No sabemos qué pasa, a qué niña se refiere. Él sí, él sabe que la niña soy yo. Yo también lo sé porque me está mirando fijamente. No puedo moverme, mis pies no quieren despegarse del suelo. Estoy petrificada. ¿Por qué me mira así el inspector? ¿Qué hice mal para que me grite así?
Las otras niñas tampoco se mueven, pero no dejan de mirarme. La maestra y el inspector se acercan a mí. Él me pide que extienda la mano izquierda y, ¡zas!, me da un reglazo que sabe a rosquillas. ¿Por qué me pega este señor con bigote? No lloro, aguanto las lágrimas y sigo de pie, firme, con los brazos caídos.
—¿Cómo se llama esta niña?
—Alicia —dice la maestra—, señor inspector. Es más pequeña que sus compañeras. Está aquí con un permiso especial del Ayuntamiento. ¿Quiere que se lo muestre?
—Deje, deje, no hace falta. ¿Por qué no sabe persignarse?
—Sí que sabe, pero...
—No hay peros que valgan, ¿sabe o no sabe?
La maestra no contesta y yo estoy temblando.
—Vamos a ver, Alicia, te llamas Alicia ¿no?
Asiento con la cabeza. Estoy muy asustada. Me rilan las piernas pero sigo con la cabeza bien alta.
—Veamos si sabes persignarte.
¿Qué será eso de persignarte? Nunca había oído decir esa palabra.
—Vamos, Alicia —dice la maestra— te tienes que santiguar. Haz lo que dice el señor inspector.

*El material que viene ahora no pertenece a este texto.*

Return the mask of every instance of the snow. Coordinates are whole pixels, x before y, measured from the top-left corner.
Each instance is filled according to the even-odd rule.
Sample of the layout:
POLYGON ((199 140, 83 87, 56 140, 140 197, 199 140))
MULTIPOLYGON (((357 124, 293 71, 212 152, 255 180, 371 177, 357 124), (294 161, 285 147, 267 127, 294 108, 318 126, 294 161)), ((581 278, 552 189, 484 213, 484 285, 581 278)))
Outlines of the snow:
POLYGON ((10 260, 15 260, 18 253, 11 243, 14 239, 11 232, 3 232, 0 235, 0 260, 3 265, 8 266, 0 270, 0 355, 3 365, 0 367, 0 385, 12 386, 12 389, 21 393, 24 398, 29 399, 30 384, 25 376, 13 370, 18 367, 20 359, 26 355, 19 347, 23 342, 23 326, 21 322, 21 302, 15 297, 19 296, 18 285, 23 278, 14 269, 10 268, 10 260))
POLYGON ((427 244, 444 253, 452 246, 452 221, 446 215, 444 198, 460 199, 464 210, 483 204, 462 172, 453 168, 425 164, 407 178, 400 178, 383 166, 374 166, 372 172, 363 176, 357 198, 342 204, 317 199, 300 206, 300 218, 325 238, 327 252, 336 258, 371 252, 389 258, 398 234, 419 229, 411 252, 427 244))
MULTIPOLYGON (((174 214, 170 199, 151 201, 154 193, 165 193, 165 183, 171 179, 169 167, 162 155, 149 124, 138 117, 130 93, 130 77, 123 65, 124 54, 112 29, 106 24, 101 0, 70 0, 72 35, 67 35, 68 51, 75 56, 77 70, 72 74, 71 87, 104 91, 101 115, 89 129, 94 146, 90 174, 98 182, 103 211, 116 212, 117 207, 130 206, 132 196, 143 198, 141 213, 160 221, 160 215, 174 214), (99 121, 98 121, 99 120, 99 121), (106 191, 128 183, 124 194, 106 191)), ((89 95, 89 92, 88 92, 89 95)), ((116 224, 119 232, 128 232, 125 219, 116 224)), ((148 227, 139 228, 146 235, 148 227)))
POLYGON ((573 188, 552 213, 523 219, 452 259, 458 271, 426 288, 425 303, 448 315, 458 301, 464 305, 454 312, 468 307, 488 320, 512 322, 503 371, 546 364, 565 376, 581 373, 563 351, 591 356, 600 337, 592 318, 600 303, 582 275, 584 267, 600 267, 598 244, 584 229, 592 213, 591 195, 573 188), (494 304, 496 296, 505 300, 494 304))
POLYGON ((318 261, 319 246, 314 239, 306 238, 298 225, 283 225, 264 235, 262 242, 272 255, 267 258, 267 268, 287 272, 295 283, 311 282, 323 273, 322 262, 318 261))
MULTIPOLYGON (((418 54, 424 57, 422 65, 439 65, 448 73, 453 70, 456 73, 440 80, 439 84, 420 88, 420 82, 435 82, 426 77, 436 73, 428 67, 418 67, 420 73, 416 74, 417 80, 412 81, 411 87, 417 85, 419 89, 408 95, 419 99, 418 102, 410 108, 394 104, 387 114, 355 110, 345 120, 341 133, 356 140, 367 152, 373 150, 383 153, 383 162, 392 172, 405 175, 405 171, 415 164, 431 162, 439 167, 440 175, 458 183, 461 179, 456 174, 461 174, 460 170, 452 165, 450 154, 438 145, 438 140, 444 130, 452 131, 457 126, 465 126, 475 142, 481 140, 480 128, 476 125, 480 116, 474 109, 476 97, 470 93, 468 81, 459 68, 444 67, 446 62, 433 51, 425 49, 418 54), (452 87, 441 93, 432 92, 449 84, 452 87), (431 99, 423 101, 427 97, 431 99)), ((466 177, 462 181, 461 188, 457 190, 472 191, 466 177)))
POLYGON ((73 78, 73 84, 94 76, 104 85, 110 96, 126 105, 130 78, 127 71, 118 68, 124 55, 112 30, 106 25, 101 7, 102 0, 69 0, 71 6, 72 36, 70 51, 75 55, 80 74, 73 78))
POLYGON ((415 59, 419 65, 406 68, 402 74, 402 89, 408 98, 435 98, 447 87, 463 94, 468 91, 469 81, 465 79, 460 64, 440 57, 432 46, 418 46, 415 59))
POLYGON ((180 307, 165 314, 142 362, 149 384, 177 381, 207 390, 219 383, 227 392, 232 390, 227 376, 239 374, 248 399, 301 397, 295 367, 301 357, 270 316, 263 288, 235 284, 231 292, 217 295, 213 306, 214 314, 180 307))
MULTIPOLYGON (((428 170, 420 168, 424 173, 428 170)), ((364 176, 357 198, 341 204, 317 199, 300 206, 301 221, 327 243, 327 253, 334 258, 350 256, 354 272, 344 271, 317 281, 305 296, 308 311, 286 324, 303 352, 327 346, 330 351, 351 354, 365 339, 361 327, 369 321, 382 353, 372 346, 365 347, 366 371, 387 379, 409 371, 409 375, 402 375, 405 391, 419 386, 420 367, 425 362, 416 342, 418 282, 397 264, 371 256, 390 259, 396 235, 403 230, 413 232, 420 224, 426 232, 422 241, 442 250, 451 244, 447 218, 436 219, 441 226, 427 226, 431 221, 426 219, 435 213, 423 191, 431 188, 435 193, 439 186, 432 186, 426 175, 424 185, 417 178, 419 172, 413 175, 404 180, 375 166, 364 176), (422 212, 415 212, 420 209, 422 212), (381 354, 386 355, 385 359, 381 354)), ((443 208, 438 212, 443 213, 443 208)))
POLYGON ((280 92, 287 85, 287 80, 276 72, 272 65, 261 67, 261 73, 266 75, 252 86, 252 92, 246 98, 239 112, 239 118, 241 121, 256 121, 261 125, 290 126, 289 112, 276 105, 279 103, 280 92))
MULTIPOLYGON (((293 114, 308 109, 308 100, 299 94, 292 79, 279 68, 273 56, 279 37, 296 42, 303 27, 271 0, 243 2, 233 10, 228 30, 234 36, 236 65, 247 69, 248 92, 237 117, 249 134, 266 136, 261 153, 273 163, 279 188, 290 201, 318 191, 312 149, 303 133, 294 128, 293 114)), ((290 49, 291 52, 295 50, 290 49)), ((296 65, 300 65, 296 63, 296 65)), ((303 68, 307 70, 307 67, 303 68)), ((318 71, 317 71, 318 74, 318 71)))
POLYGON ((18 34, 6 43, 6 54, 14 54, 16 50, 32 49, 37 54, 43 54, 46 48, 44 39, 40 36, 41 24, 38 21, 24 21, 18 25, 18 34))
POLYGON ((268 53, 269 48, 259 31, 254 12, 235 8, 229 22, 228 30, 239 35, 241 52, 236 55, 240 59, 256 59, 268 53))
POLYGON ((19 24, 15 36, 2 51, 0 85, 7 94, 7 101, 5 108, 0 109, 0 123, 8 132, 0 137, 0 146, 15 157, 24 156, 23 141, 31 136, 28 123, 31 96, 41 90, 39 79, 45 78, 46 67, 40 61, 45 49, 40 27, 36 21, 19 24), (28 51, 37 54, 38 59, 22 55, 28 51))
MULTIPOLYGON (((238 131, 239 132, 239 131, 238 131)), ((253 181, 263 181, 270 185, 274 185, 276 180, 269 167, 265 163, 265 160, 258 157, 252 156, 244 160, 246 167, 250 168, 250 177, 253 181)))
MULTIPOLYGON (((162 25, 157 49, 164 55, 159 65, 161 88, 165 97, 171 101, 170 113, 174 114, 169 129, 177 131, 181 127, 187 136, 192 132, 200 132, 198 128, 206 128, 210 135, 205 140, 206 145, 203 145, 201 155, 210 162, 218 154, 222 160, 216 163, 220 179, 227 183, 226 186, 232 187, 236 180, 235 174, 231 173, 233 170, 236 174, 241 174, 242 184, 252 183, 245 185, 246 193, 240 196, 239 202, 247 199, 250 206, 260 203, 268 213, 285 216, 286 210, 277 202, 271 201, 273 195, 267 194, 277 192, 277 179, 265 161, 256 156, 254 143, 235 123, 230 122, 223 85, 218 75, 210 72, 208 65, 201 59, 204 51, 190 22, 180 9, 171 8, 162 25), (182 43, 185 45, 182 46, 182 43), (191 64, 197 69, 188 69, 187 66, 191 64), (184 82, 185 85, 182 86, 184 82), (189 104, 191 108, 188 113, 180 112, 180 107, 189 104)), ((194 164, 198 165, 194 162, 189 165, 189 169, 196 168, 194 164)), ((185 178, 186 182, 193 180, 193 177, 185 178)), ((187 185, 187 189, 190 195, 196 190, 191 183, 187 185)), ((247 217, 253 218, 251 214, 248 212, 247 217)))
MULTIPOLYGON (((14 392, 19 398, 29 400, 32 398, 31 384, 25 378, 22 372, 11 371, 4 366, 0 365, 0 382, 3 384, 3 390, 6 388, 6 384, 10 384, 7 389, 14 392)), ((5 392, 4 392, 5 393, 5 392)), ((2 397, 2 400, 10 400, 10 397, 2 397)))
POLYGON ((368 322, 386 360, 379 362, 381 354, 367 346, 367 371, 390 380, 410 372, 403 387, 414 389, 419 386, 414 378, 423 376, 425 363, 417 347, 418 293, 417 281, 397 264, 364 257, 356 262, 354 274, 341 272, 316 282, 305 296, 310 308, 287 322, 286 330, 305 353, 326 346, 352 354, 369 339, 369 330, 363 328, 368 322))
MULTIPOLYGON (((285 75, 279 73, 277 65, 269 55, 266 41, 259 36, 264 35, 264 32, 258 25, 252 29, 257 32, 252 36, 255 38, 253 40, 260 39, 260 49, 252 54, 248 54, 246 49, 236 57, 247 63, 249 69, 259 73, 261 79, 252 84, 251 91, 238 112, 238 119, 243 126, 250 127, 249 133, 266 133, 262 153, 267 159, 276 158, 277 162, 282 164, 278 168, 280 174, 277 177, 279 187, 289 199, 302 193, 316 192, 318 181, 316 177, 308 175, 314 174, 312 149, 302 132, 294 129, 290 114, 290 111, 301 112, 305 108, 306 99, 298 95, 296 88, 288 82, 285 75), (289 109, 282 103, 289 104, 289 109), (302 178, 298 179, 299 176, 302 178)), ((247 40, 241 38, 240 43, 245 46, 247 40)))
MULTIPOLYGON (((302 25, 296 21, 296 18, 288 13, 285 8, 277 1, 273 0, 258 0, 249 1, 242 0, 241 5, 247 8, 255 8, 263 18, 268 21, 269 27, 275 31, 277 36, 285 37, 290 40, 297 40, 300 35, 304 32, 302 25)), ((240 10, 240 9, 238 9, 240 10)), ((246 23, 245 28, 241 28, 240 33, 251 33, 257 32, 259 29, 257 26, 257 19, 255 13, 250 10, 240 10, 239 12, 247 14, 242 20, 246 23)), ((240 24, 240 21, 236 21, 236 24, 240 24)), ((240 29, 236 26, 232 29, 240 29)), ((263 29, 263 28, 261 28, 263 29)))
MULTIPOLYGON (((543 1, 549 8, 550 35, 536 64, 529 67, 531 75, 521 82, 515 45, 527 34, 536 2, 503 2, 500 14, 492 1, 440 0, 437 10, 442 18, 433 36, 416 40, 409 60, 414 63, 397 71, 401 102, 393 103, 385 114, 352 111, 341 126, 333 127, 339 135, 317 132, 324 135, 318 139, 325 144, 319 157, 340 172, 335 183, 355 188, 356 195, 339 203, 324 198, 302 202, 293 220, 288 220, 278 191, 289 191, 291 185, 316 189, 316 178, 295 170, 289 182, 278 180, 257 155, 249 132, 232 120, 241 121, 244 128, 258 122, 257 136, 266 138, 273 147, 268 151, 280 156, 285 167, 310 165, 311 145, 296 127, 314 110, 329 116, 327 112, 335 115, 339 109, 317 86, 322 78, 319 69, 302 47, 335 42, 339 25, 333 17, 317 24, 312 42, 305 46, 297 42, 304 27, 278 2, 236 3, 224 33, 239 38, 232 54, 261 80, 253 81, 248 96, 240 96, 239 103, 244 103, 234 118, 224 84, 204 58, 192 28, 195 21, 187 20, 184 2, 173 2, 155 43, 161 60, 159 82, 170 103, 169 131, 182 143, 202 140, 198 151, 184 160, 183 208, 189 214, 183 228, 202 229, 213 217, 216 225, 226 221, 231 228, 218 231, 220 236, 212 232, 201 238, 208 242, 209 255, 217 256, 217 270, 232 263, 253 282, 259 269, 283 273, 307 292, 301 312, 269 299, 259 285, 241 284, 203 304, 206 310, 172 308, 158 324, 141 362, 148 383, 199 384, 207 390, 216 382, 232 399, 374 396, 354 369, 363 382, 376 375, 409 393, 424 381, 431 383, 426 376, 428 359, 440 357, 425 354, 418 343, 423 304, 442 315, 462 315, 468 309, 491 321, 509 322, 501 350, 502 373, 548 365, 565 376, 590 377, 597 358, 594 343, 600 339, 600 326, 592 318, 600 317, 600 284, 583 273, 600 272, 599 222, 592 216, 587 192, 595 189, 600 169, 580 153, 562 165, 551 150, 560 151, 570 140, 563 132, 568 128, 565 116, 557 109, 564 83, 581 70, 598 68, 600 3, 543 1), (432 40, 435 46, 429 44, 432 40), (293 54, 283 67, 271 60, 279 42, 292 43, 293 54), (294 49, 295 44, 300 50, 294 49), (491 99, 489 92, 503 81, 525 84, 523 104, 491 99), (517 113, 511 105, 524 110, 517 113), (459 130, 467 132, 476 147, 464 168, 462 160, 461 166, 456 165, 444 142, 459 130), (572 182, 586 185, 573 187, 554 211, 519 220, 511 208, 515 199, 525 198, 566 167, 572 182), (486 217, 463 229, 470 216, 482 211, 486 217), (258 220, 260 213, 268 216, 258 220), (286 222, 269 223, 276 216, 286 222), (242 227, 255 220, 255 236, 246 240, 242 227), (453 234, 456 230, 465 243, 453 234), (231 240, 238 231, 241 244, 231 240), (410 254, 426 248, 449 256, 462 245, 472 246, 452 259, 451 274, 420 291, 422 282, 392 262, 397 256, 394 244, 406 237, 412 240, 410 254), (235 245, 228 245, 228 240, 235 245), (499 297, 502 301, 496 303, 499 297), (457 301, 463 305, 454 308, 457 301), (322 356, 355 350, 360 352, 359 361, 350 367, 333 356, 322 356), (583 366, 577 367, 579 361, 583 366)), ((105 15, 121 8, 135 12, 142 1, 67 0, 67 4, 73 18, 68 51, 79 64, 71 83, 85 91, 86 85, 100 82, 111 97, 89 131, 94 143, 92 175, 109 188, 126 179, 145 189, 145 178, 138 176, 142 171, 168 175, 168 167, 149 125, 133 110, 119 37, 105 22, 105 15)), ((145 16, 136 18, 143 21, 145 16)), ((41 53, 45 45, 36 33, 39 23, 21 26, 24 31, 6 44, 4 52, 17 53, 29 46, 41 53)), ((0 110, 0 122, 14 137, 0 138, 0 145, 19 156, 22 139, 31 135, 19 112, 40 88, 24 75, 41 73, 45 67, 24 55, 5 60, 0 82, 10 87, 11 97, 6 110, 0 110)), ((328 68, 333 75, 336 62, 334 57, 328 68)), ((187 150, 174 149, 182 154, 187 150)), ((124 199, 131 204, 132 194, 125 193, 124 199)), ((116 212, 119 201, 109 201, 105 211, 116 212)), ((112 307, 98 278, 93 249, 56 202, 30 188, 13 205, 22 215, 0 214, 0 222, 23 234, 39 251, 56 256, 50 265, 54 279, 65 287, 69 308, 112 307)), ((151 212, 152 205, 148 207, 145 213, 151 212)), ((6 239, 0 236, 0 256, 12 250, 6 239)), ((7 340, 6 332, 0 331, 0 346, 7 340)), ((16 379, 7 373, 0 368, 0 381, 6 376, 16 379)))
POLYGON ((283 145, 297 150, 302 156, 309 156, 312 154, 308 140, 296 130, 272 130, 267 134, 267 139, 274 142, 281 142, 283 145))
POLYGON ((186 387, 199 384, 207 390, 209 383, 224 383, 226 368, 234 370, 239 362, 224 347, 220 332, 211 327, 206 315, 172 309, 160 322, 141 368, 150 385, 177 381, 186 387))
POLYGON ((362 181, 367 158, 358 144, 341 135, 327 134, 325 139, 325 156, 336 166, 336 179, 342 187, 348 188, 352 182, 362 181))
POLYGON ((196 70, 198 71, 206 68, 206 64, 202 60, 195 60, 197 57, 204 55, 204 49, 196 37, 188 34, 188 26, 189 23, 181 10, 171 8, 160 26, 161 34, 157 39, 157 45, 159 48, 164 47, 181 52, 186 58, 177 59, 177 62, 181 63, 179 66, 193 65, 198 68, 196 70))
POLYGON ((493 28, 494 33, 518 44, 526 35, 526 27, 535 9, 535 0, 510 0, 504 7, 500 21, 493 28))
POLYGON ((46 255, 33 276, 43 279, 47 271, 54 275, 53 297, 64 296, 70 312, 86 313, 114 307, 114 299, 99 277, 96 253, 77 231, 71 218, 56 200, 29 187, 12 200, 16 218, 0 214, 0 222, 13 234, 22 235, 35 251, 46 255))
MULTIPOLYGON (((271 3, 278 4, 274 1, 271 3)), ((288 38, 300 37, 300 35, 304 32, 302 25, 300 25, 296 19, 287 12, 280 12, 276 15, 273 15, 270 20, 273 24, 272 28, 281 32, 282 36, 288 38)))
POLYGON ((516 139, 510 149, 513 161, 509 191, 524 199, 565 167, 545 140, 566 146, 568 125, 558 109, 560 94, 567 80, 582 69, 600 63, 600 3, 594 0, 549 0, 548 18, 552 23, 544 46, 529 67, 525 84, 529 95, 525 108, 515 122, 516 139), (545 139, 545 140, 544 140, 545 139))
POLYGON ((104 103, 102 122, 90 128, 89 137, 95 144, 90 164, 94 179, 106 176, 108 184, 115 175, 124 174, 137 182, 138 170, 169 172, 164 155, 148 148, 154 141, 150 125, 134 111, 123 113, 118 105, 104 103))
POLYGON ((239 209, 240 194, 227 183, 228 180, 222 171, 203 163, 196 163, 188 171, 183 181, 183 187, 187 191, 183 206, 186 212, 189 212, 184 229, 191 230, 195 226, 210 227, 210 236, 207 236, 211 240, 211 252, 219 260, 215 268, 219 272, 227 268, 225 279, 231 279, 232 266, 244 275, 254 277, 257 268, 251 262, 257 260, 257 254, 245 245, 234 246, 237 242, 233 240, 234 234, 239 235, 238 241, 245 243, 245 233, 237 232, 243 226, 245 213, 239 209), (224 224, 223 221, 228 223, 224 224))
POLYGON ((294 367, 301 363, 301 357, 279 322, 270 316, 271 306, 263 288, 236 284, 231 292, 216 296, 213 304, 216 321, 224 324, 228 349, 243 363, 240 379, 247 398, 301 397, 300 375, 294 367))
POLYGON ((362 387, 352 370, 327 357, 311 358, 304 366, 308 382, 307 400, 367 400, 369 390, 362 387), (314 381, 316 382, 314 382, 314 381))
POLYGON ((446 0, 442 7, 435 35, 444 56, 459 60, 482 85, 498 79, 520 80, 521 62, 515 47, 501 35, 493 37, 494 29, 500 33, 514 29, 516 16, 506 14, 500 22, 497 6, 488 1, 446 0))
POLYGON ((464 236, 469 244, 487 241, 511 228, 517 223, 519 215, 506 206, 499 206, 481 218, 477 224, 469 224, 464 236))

Eso sí: sé lo que es santiguarse. Entonces, ¿persignarse debe de ser lo mismo que santiguarse y lo mismo que hacer la señal de la Cruz? ¡Cuántos nombres para algo tan sencillo! Comienzo a persignarme y nada más comenzar, el inspector me da un manotazo y dice:
—Con el brazo derecho, la señal de la Cruz se hace con el brazo derecho bien extendido.
—Pero es que esta niña...
—No la justifique, maestra, esta niña tiene que hacer la señal de la Cruz lo mismo que las demás. Vamos a ver, Alicia, levanta tu mano derecha.
Yo quiero levantarla, pero ella no quiere. Solo sube hasta la mitad del recorrido. Por eso, para conseguir hacer la señal de la Cruz tengo que bajar la cabeza.
—¡No! ¡No! ¡No! ¡No! —grita el inspector mientras agita su furia de madera en el aire.
—No puede, inspector, Alicia tiene un defecto en el brazo derecho y por eso no puede subirlo más. Ella lo hace todo con el brazo izquierdo.